UNE PROFUSION DE COSTUMES

Euredenn-© Jean-Pierre Griffon

Différentes raisons expliquent le succès rencontré par «Euredenn». Il ne faut d’abord pas négliger la beauté et la variété des costumes. Certes chaque Cercle ne dépasse pas les limites de son terroir. Pourtant chaque groupe a offert au plaisir des yeux plusieurs costumes et, si ceux des femmes sont les plus remarquables, les costumes des hommes ne manquent pas non plus d’intérêt.
Le Cercle des Bruyères a l’occasion de montrer quatre costumes féminins différents : le premier (celui qu’adopta à ses débuts le groupe beuzécois) comporte la coiffe pen sardinn portée avec un costume de mariée d’entre les deux guerres; la coiffe kapenn (plus ou moins simple, mais toujours sobre) vint plus tard, portée soit avec des vêtements de cérémonie soit avec des vêtements de travail. Depuis quelques années le costume noir de l’Ile de Sein s’est ajouté aux précédents. Les hommes portent soit des bragou braz soit un pantalon, les vêtements du haut étant identiques (gilet sans manche avec deux rangées de boutons et veste courte). Plus récent est le costume de marin, correspondant masculin du costume d’Ilienne.
Si le Cercle des Bruyères veille à l’authenticité de ses costumes, le groupe Kanfarded a porté ce souci au plus haut niveau. Dès sa création, il s’est attaché à un travail de recherches dans le domaine des habits de son terroir. L’ancien président, Ronan Runavot, et Steven Roparz y ont plus particulièrement œuvré. Le groupe s’est désormais acquis un patrimoine de quelque 150 costumes de différentes époques, tous confectionnés et brodés «à la main» comme autrefois. Vu sa position géographique, la commune de Saint-Evarzec a été ouverte à différentes influences. Ainsi pourrait encore être ajouté aux costumes présentés en spectacle un costume d’un autre quartier de la commune, du côté de Troyalac’h, proche de Quimper, caractérisé par la coiffe «borleden». Le groupe n’en possède pour l’instant qu’un seul exemplaire.
Les spectateurs d’ «Euredenn» ne peuvent qu’être séduits par la magnificence des habits utilisés par les danseuses des Kanfarded, et aussi par leur diversité et leur spécificité. Ils admirent les habits de cérémonie du terroir de l’Aven, avec deux coiffes différentes : la petite coiffe de l’Aven et la coiffe capot brodée. Le costume de travail du terroir de l’Aven est aussi utilisé sur scène. Tout à fait différents sont les costumes de la ville, le costume des bourgeoises de la commune. Et les habits masculins sont à l’unisson des costumes féminins.

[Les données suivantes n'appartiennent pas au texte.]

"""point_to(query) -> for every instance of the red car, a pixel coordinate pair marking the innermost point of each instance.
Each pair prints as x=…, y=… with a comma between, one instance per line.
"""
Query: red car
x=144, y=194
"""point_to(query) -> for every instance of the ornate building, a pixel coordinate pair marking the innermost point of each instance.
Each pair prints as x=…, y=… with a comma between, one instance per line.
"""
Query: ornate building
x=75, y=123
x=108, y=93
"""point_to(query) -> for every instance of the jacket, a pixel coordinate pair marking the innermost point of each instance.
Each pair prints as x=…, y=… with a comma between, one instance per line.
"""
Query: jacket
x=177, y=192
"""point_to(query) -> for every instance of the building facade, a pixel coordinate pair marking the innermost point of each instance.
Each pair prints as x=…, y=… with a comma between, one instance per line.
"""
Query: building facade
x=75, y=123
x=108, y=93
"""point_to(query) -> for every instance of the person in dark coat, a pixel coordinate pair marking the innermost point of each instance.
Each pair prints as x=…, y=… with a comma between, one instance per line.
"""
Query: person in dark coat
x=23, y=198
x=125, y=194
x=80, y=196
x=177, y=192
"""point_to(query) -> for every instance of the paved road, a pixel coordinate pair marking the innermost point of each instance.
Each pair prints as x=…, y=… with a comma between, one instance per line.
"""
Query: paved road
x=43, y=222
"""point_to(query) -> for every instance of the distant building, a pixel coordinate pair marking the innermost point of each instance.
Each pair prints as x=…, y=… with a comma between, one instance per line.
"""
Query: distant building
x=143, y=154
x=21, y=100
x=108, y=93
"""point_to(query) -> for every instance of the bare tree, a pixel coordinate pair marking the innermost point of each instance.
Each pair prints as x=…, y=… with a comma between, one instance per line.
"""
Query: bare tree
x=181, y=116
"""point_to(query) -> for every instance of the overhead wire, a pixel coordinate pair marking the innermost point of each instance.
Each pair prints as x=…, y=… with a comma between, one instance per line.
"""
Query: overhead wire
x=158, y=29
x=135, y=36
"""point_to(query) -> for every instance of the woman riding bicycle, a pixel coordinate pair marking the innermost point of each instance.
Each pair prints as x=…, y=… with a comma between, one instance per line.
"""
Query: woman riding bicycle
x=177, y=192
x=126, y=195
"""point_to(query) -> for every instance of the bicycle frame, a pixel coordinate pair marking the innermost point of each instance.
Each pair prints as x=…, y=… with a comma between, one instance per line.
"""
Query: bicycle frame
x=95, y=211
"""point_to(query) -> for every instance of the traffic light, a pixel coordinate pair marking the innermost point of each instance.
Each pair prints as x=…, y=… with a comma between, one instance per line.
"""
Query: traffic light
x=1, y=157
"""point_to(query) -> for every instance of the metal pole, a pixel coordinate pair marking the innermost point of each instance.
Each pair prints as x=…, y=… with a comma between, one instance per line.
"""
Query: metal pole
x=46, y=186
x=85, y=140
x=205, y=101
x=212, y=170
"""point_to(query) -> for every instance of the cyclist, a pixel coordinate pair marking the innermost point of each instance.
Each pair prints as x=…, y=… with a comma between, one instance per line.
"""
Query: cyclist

QUATRE-VINGTS DANSEURS – CINQUANTE MUSICIENS

Euredenn-© Jean-Pierre Griffon

Et ces costumes sont portés sur scène par un nombre impressionnant de danseurs et de danseuses, environ quatre-vingts, nombre qui donne de la force au spectacle donné sur une grande scène.
Celle-ci est de surcroît occupé également par de nombreux musiciens, puisque s’y produit le bagad Beuzeg, qui compte une quarantaine de joueurs de biniou, de bombarde et de batteurs. Sa qualité musicale (il est classé depuis trois ans en première catégorie) constitue un atout supplémentaire pour le spectacle. A cela s’ajoute l’orchestre de Saint-Evarzec, formé de musiciens confirmés. Il utilise différents instruments, traditionnels pour les uns, plus contemporains pour d’autres : violon, guitare, piano, bombarde, saxophone… Le spectacle comporte de plus des chants interprétés par des voix masculine ou féminines. Cet accompagnement musical des danses est très soigné par le groupe saint-varzécois. En témoigne d’ailleurs son nom officiel : Ensemble de danse et musique Kanfarded Sant-Evarzeg.

UNE CULTURE VIVANTE

Danseurs et danseuses maîtrisant bien leur art, musiciens au même diapason : pour les mettre en valeur restaient la mise en scène et la chorégraphie. Bien que cette dernière ait été l’œuvre de nombreux membres des deux Cercles, elle donne une impression réelle de cohésion, fruit il est vrai de plusieurs mois de travail en commun. Bonne occupation de la scène, rythme enlevé, mise en scène inventive, utilisant différents accessoires (masques, habits, bandes de tissu …), sachant créer diverses atmosphères, vive, entraînante, enjouée, mais aussi troublante voire ténébreuse. Il est un moment en particulier qui a fait le bonheur des spectateurs, celle de la confrontation d’un danseur de Saint-Evarzec et d’un batteur de Beuzec Cap Sizun, rejoints ensuite par des compères.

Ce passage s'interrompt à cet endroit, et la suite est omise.